Mais en Egypte, il n’y a pas que des Coptes : ainsi au cours de notre périple, nous avons échangé avec des gardiens de temples antiques. Tels les pyramides et le Sphinx, imperturbables, ils contemplent et observent le défilé des milliers de touristes. Enfin, après 2500 km de route, nous retournons au Caire en longeant la mer rouge : les villages de vacances, resorts construits ou en état futur d’achèvement se succèdent sans répit, puis laissent la place aux derricks et aux camions colorés dont les phares éclairent le sable jaune qui envahit la route et le paysage.

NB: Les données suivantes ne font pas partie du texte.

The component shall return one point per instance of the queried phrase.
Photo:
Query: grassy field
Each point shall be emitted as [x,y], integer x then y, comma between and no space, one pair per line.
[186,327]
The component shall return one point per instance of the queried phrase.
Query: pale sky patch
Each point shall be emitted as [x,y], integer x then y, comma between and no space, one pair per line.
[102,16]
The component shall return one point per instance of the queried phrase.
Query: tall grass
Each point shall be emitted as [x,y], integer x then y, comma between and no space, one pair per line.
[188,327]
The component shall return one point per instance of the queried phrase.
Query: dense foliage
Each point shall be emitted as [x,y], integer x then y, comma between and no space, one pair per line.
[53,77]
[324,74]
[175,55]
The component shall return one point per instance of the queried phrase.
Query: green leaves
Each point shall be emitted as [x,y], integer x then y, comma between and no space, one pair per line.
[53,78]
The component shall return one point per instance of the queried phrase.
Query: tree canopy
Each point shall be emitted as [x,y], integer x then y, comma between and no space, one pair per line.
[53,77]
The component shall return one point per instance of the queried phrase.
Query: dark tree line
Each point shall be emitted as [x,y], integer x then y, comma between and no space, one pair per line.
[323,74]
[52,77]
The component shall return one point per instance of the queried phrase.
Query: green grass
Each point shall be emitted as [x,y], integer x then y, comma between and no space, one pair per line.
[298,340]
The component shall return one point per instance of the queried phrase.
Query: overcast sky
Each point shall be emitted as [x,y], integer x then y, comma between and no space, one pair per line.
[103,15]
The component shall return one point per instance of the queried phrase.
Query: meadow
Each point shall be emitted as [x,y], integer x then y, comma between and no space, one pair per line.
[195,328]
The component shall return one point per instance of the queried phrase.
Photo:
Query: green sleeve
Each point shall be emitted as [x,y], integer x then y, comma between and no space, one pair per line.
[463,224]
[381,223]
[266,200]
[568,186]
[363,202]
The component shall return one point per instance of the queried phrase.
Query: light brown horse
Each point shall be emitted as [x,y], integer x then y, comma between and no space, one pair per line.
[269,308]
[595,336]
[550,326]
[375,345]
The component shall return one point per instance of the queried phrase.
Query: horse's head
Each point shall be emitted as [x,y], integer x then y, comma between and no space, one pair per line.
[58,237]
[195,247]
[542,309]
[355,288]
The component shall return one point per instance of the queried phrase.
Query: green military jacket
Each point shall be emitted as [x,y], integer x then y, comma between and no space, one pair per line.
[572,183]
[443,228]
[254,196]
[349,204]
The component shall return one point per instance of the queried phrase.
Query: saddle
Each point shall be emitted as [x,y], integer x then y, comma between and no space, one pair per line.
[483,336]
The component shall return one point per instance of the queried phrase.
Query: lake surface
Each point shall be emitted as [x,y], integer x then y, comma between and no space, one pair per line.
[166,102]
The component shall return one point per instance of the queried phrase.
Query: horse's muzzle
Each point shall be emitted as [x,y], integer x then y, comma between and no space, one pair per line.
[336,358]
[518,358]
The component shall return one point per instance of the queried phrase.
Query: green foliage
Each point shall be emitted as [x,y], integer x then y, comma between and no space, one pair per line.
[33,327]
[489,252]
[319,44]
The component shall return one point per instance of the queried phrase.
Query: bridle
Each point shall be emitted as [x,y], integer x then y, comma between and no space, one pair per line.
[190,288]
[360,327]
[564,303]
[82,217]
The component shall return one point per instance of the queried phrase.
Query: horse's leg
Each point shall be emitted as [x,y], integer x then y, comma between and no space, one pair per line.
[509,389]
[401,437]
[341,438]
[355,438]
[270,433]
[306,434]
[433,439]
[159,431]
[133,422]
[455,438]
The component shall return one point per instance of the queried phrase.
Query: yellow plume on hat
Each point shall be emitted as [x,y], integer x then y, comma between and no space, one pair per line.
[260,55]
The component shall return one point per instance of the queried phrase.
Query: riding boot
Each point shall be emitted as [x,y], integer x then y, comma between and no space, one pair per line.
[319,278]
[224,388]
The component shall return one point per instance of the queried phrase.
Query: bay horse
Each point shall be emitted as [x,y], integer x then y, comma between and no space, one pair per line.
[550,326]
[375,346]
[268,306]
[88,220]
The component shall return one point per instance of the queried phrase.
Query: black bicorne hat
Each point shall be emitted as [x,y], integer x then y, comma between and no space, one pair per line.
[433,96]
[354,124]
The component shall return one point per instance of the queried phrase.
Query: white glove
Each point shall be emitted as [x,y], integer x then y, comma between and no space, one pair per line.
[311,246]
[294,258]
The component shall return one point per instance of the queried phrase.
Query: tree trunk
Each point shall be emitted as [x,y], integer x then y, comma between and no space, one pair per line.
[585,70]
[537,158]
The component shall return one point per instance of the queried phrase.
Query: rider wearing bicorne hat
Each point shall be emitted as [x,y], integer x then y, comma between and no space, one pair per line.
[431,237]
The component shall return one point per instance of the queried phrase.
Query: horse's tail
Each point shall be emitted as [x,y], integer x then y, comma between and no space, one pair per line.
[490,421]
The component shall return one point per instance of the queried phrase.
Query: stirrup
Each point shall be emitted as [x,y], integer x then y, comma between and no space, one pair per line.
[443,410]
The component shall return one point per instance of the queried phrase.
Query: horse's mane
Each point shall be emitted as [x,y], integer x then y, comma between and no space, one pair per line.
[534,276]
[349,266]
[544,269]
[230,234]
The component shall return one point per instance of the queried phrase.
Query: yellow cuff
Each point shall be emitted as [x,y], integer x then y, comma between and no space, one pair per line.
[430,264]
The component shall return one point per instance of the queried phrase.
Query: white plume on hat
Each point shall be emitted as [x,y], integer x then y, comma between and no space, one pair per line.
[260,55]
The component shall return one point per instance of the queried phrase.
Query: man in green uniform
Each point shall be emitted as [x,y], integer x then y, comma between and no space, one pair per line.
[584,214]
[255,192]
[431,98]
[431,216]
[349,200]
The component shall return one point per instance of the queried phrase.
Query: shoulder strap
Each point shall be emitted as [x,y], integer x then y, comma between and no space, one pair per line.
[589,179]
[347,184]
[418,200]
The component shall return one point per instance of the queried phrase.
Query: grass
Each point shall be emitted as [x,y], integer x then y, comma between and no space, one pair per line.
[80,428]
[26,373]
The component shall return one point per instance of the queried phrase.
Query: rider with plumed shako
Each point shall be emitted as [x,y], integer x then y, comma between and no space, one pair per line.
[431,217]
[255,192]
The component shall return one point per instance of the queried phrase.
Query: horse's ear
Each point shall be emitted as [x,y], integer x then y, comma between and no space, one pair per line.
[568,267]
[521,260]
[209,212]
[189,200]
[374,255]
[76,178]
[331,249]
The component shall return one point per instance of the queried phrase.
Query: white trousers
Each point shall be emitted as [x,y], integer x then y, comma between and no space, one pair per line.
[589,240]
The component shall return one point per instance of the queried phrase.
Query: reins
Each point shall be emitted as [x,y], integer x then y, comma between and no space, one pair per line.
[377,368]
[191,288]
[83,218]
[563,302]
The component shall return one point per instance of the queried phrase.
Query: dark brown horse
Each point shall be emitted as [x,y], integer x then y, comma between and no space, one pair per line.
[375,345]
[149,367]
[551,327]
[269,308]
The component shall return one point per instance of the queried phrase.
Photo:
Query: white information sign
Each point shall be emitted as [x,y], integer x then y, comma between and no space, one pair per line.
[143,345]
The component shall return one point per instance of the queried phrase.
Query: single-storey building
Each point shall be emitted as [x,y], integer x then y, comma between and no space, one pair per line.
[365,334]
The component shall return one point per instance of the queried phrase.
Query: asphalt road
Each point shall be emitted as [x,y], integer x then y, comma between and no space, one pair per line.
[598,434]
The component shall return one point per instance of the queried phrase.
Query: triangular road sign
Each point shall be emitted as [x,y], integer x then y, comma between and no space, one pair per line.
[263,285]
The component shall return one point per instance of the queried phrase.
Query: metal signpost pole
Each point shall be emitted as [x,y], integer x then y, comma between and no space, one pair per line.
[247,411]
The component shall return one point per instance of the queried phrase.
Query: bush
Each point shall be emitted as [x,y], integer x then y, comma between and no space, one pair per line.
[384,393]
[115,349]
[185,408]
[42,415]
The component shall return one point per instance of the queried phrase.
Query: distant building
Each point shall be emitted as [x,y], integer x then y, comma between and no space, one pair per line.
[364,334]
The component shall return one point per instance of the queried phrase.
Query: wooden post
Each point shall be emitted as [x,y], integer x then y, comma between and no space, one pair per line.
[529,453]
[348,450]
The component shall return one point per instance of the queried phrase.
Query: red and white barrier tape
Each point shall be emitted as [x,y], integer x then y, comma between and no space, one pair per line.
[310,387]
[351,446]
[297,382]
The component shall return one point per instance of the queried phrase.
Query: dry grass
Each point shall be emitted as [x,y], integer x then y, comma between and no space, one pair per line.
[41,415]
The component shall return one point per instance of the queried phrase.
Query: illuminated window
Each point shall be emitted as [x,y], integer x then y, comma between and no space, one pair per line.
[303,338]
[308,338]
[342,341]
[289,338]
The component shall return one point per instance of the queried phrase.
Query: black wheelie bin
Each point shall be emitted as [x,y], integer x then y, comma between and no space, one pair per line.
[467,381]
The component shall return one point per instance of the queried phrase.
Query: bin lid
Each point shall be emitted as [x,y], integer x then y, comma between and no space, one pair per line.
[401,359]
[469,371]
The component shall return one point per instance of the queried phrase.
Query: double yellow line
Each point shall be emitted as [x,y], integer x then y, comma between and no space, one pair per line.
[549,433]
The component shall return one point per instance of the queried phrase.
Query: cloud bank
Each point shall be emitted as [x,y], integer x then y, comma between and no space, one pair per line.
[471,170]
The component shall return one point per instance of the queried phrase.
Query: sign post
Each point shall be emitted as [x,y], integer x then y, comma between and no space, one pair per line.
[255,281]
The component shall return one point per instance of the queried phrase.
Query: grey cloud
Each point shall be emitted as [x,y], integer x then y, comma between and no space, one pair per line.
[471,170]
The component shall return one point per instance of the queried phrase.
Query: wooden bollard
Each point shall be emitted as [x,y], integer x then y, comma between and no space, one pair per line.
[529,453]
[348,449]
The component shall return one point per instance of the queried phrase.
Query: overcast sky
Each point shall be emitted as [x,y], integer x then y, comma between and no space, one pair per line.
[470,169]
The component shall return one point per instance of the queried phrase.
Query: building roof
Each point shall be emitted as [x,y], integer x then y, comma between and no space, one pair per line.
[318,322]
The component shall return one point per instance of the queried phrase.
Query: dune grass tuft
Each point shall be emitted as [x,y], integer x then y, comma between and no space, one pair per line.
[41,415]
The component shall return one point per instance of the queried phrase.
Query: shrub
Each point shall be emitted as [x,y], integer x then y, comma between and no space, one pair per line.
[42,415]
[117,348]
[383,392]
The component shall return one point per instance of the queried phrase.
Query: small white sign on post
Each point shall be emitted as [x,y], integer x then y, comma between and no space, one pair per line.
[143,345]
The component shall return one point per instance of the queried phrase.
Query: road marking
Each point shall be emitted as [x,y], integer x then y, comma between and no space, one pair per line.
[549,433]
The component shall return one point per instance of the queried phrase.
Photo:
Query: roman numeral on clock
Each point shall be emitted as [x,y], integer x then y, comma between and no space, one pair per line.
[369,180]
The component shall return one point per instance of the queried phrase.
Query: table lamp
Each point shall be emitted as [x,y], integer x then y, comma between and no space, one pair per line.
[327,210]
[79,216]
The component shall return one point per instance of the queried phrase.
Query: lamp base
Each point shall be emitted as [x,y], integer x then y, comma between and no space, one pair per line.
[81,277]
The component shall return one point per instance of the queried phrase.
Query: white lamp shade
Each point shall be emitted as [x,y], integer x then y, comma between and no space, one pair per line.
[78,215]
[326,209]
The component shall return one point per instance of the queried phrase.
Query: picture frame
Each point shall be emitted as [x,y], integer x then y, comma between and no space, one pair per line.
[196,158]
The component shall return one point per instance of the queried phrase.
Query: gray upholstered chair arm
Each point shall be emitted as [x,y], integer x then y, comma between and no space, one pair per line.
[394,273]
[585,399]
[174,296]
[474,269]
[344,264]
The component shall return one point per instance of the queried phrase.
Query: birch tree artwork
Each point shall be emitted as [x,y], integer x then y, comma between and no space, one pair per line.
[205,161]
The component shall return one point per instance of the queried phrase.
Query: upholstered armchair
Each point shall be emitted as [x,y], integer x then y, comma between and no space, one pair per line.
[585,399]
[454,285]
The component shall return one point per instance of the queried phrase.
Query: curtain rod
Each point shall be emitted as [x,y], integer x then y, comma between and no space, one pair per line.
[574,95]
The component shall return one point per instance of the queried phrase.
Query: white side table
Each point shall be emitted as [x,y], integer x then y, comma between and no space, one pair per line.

Au Caire, nous avons rencontré des Arméniens qui y vivent depuis plusieurs générations. Les Arméniens d’Egypte sont un modèle d’intégration réussie commencée dès le moyen âge, avec, au 19ème siècle, un premier ministre Arménien, Nubar Pacha. Ils font partie intégrante de la société égyptienne. Les églises sont pleines et de nombreux clubs animent la vie communautaire. Le 6 janvier, Noël Arménien, la splendide église arménienne Saint-Grégoire l’Illuminateur, accueille une foule de fidèles mais aussi de nombreux dignitaires religieux coptes et musulmans ainsi que des représentants du gouvernement égyptien.




Le Caire est une ville qu’on commence par détester avant d’en tomber sous le charme. Polluée, peuplée, bouillonnante, multiple, laide et splendide, avec des couchers de soleil somptueux qui rappellent que les mers de sable ne sont pas très loin: un paradis pour les photographes. On s’est payé le privilège de se perdre dans la Cité des Morts au crépuscule. Un joyau de l’Art Islamique, un lieu où les morts sont y plus nombreux que les vivants. Un havre de tranquillité dans cette ville tumultueuse et bruyante. Les tombeaux rivalisent de fascinante beauté, avec des portes de caractère, toutes uniques, des inscriptions en arabe, des volutes, des arabesques. Les murs lézardés, le dédale de rues envahies par l’herbe folle et parcourues par de rares passants rajoutent au charme mystérieux de cet endroit extraordinaire. Voici donc en quelques mots le récit de retrouvailles avec un pays envoutant.